See, Howell was put there because of his connection to Suliman, the band's main singer and guitarist (Justin is the second singer and sometimes adds some sparkle, and there are rumors that they are together, but no one can be sure because it's the 80s), with the addition of Megan's screams about how Howell can't find a decent job. Well, he did. And there he's...no, not playing. He's not even a full-fledged member, a he was born an unmusical Welshman and he's terribly upset about it, but still carries that guitar with him, just for it to be. And he tells all the others, especially the girls he's courting, how cool he is and how strong his connection to this cool Suliman's band is, but in reality he's usually just there. He hangs around backstage, gets ready for hours in front of the mirror only to sit at a table eating sandwiches and complaining about his incredible life because yet another woman, whose name he will forget tomorrow, doesn't like him. Oh, and of course, he does some orders, paperwork, sometimes helps with lyrics or costumes, calling himself an expert in everything (but he especially loves costumes, yes).
In general, he lives his best and worst life, sharing Welsh jokes with Suliman™.
Michael got there as a 15-year-old orphan who desperately needed some money. Howl was undoubtedly the author of the idea to invite this unknown sad boy, who had been sitting on the bench for an hour after the concert had ended.
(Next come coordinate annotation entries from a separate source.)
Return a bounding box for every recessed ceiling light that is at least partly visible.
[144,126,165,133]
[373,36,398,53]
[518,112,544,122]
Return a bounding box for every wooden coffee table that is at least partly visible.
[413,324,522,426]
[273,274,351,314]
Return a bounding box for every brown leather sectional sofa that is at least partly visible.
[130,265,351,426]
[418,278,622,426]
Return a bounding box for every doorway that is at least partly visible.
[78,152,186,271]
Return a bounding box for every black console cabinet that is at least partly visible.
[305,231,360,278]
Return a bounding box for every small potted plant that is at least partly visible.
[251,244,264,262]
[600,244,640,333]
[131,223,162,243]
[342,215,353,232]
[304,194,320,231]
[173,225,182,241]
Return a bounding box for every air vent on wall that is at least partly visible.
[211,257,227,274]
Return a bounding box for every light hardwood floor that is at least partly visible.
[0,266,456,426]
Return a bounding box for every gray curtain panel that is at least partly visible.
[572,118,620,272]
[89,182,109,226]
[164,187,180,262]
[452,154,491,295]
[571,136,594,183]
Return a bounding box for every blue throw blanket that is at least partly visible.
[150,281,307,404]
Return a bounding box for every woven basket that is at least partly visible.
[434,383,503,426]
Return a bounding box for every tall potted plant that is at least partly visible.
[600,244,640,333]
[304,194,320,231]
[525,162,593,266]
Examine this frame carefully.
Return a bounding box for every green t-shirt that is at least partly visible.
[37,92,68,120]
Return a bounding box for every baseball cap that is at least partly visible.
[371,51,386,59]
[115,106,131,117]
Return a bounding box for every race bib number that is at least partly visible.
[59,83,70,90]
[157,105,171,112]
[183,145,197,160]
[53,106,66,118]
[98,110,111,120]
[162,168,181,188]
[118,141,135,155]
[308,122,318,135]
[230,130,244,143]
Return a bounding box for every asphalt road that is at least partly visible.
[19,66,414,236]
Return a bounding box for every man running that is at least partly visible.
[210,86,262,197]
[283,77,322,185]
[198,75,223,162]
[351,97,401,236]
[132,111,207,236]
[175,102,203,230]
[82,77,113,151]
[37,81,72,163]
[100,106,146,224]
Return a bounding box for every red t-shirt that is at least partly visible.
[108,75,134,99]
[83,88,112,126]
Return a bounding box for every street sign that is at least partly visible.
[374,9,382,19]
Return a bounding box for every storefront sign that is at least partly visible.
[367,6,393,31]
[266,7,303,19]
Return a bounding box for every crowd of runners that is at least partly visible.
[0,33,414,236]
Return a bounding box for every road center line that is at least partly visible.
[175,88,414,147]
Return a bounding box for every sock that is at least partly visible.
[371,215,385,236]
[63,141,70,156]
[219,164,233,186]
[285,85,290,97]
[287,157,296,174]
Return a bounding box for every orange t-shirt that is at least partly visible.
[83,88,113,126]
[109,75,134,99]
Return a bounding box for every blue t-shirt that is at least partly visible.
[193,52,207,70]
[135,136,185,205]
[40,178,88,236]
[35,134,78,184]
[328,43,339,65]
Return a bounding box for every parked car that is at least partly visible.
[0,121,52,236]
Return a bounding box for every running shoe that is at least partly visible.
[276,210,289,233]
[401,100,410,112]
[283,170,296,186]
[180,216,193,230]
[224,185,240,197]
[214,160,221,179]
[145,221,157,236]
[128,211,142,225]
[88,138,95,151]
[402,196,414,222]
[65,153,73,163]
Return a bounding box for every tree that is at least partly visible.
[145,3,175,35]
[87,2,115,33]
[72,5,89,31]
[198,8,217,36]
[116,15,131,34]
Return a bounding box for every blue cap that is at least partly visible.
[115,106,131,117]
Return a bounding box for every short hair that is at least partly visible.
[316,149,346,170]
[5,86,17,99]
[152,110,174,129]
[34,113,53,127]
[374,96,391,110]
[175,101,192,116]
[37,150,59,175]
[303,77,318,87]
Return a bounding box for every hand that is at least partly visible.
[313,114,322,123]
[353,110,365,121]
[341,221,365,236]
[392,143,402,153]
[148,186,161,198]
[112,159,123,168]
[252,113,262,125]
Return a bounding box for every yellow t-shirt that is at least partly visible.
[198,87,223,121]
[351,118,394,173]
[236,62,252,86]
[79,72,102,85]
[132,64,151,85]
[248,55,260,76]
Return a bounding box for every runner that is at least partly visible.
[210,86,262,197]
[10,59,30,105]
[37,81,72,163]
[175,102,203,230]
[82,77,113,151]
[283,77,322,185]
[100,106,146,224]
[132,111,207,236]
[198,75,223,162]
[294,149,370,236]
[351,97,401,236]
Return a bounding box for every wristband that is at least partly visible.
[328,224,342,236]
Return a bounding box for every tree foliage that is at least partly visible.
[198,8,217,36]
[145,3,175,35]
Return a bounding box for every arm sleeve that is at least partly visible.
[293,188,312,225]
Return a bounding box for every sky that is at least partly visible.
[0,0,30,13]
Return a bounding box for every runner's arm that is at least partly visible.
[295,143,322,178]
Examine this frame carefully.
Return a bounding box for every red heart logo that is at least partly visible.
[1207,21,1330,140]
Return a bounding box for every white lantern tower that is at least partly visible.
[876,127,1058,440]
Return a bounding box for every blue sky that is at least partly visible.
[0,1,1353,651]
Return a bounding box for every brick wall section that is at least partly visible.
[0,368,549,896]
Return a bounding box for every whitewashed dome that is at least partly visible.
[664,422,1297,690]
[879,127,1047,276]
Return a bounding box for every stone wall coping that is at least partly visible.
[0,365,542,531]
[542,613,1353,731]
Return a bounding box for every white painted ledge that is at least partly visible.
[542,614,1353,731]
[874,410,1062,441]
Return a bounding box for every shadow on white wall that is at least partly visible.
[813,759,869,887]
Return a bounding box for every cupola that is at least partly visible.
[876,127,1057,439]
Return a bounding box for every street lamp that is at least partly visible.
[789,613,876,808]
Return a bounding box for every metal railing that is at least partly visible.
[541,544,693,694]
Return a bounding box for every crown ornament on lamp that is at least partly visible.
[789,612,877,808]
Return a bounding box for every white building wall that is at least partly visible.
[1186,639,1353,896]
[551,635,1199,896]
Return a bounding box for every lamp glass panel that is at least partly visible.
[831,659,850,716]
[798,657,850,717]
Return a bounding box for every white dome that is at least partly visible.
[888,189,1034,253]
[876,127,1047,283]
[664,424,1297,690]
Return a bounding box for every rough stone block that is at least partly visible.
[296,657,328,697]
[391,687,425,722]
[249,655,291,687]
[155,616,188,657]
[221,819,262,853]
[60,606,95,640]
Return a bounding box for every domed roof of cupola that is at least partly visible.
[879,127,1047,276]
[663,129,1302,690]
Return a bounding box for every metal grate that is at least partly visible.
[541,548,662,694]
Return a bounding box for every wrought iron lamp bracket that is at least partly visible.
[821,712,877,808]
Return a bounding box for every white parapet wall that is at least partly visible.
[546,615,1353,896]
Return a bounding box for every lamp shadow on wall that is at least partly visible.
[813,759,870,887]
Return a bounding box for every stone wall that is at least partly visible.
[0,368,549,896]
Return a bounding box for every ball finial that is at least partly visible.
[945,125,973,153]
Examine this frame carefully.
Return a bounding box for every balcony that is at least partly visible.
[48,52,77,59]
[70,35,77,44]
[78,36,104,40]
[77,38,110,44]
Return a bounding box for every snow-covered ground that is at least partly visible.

He decided to try his hand at mentoring, to elegantly take the boy "under his wing," but it didn't work out well, to put it mildly. Because, although Michael's job is to actually carry things back and forth and be Howl's second assistant, in fact, it is he who is trying to be the voice of reason for this piece of Welshman, because "you can't spend money on another guitar you can't play because Ben bought a new one for himself. No, I don't recommend buying a skull either."
(He complains about this to their local fiery red cat with yellow and blue eyes named Calcifer, who purrs as if he agrees, and then stares at Howl with his eyes burning eyes)
Sophie was miraculously put there by Fanny, because in all universes, Sophie Hatter is destined to be exploited for labor for a pittance because of Fanny. She was personally assigned to the task of sewing costumes, hats, and general decor, and in fact, she was the only one of this team who seemed to have a clear job in this under-troupe. However, over time, she accidentally moves away from hats and becomes (of her own free will) the cleaning lady behind Howl's mess, oops...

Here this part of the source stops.